Individuals with hearing disabilities are a diverse group. In
America, there are approximately 11,000,000 persons who are either
Deaf or hard of hearing (Mitchell, 2006). A major segment of this
population defines themselves as Deaf. This is a tight-knit group
whose primary source of communication and identity is through the
use of American Sign Language (Andrews, Leigh, & Weiner, 2003). Many
have severe to profound hearing deficits and when defined
accordingly in the United States there are approximately 1,000,000
Deaf persons above the age of 5 years old (Mitchell, 2006).
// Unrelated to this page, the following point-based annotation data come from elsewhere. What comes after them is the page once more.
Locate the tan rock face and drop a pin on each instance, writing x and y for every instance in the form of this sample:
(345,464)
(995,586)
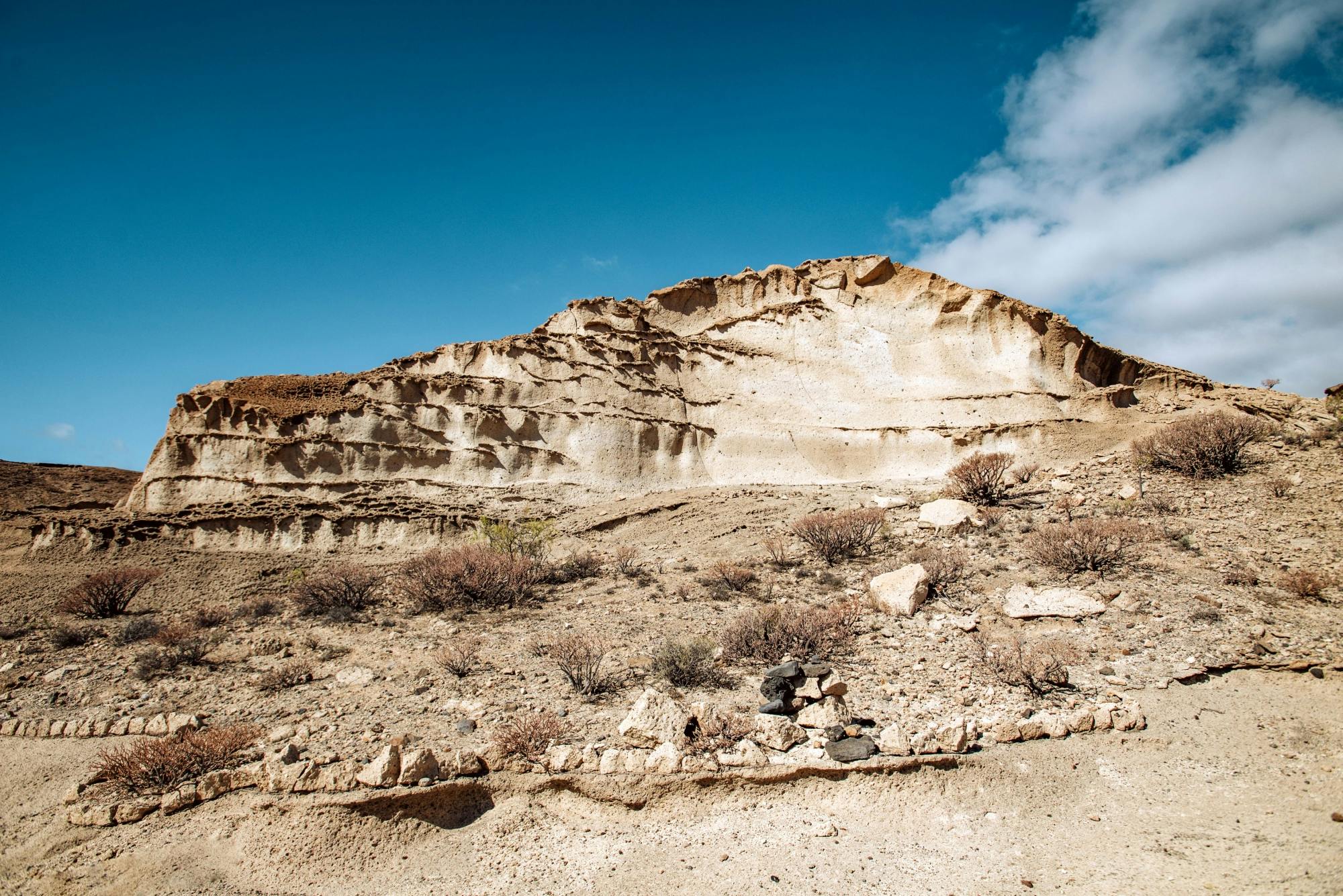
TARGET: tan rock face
(839,370)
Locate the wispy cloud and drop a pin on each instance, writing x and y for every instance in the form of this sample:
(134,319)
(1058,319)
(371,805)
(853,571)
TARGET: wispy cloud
(601,264)
(1166,181)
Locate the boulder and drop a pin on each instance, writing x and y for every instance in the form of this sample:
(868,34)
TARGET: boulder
(656,719)
(894,742)
(1025,603)
(900,592)
(829,711)
(418,764)
(777,733)
(949,511)
(851,749)
(385,769)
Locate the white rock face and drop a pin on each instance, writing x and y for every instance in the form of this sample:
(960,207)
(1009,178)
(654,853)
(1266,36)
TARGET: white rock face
(949,511)
(910,365)
(656,719)
(900,592)
(1024,603)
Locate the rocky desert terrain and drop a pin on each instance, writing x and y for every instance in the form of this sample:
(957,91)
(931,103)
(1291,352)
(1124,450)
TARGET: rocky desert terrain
(840,577)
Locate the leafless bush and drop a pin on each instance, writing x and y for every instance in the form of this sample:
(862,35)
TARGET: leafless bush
(581,659)
(981,478)
(1303,583)
(835,536)
(339,592)
(528,737)
(780,552)
(628,561)
(68,636)
(769,632)
(1204,447)
(947,568)
(729,576)
(285,677)
(155,765)
(687,662)
(1095,545)
(108,593)
(471,577)
(459,658)
(1040,666)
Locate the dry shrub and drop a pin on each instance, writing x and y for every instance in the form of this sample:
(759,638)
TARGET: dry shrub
(981,478)
(729,576)
(528,737)
(770,632)
(339,592)
(835,536)
(469,577)
(155,765)
(947,568)
(628,561)
(687,662)
(581,659)
(1040,666)
(459,658)
(1203,447)
(1303,583)
(285,677)
(1087,545)
(108,593)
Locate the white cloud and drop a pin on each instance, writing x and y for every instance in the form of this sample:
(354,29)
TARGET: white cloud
(1164,181)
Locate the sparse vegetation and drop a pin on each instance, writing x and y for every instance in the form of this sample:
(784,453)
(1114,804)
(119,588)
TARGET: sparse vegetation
(108,593)
(1040,666)
(155,765)
(835,536)
(469,577)
(459,658)
(981,478)
(528,737)
(581,659)
(285,677)
(687,662)
(1203,447)
(1303,583)
(769,632)
(1087,545)
(339,592)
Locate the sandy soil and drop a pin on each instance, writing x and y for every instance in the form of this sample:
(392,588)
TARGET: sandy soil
(1230,791)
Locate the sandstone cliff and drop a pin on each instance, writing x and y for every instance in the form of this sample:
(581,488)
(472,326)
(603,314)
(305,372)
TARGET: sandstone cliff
(837,370)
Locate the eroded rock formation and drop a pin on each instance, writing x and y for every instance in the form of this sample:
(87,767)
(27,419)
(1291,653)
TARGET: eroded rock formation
(841,370)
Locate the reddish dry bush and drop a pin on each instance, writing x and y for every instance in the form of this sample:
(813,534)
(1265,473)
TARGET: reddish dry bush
(770,632)
(155,765)
(339,592)
(1087,545)
(835,536)
(471,577)
(729,576)
(1303,583)
(1040,666)
(1203,447)
(108,593)
(528,737)
(981,478)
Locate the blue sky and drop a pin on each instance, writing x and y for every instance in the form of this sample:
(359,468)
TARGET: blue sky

In contrast to the Deaf population, there are also the those persons
who refer to themselves as the hard of hearing. They can communicate
through lip-reading as well as through both speech and written
communication. Such individuals may have had hearing loss late in
life, or use a hearing aid or a cochlear implant (Vernon & College,
2006).
Historically, individuals with hearing disabilities lacked access to
appropriate mental health treatment before the 1960’s (Vernon &
Leigh, 2007). As a result, they were often placed with hearing
individuals and employees who had no way of communicating
effectively with them. Such circumstances led to ineffective
treatment and overall misdiagnosis. This short paper will explore
both past and as well as current mental health services for those
individuals seeking mental health treatment.
Psychological Services for the Death and Hard of Hearing- A
Historical Perspective
The groundwork for early research in psychology and deafness
exhibited some interesting findings. Early studies showed that when
the verbal IQ scores of Deaf children were compared to IQ scores of
children with no hearing deficits, the IQ scores of the children
with hearing deficits often fell in the impaired range. However,
results eventually showed that it was language deprivation as a
consequence of deafness that was being measured rather than a true
verbal IQ (Drever & Collins, 1928). As a result psychologist began
to focus on performance IQ and created test batteries that were more
effective in evaluating the IQ’s of Deaf persons. Such batteries are
still used today and include the Raven Progressive Matrices and the
Chicago Non-Verbal Examination created in the early 1940’s (Vernon,
1970).
In the 1950’s few mental health facilities offered staff who had
been trained in sign language and could communicate effectively with
individuals who were Deaf (Vernon & Daigle-King, 1999). Research has
shown that patients with hearing disabilities remained hospitalized
for a longer period of time and received more serious diagnosis than
individuals without hearing impairments in both the United States
and in Europe (Basiler, 1964).
During the decades between the 1970’s and the 1990’s several
important legislative items were passed that gave individuals with
disabilities, including those who were Deaf rights which they had
not had beforehand. They include the Rehabilitation Act of 1973, the
Education for All Handicapped Act (1975) and the Americans with
Disabilities Act 1990 (Geer, 2003). This work along with the
Gallaudet University’s Law Center for the Deaf outlined a legal
framework in which to lobby for equality and accessibility for many
different services including education, communication and
employment. Current Mental Health Services Available to the Deaf
and Hard of Hearing
Today when compared to several decades ago mental health services
for the Deaf and hard of hearing have improved tremendously. An
example of this can be seen in the work done by Gallaudet
University, a school dedicated to working with deaf and hard of
hearing persons. The school has created programs in school
counseling and has implemented a clinical psychology Ph.D program
accredited by the America Psychological Association (APA) for those
interested in working with this population (Vernon, 1995).
Although many advances have been made regarding the availability of
psychological services for the Deaf have been made, this continues
to be an area of needed growth. A
recent study indicated
that as many as 8096 children with hearing disabilities are educated
in traditional programs around the country (Gallaudet Research
Institute, 2006). Such programs differ in level of experience in
providing services to these children and their families. For
example, psychologist and mental health therapist who do not know
sign language and are not educated on deaf culture. Such gaps in
knowledge can have serious consequences leading to either under
diagnosis or misdiagnosis of those seeking services.
Severe ethical and legal problems can arise when psychologist does
not know sign language and little to knowledge about working with
the Deaf culture (Raifman & Vernon, 1996). Psychologists have an
ethical obligation to adhere to a high standard of care when working
with all individuals with disabilities, including the deaf culture.
Nationally, there a only a small number of residential facilities
available for those individuals with hearing impairments requiring
inpatient treatment.
Despite the above mentioned problems in mental health services to
persons with hearing disabilities, there has been improvement over
the last few decades. The APA has taken an increased interest in
deafness, specifically via the leadership of those psychologist
involved in the deaf culture. With such efforts it is hopeful that
the area of psychology will continue to grow and expand in order to
better meet the needs of individuals with hearing impairments that
maybe seeking mental health services.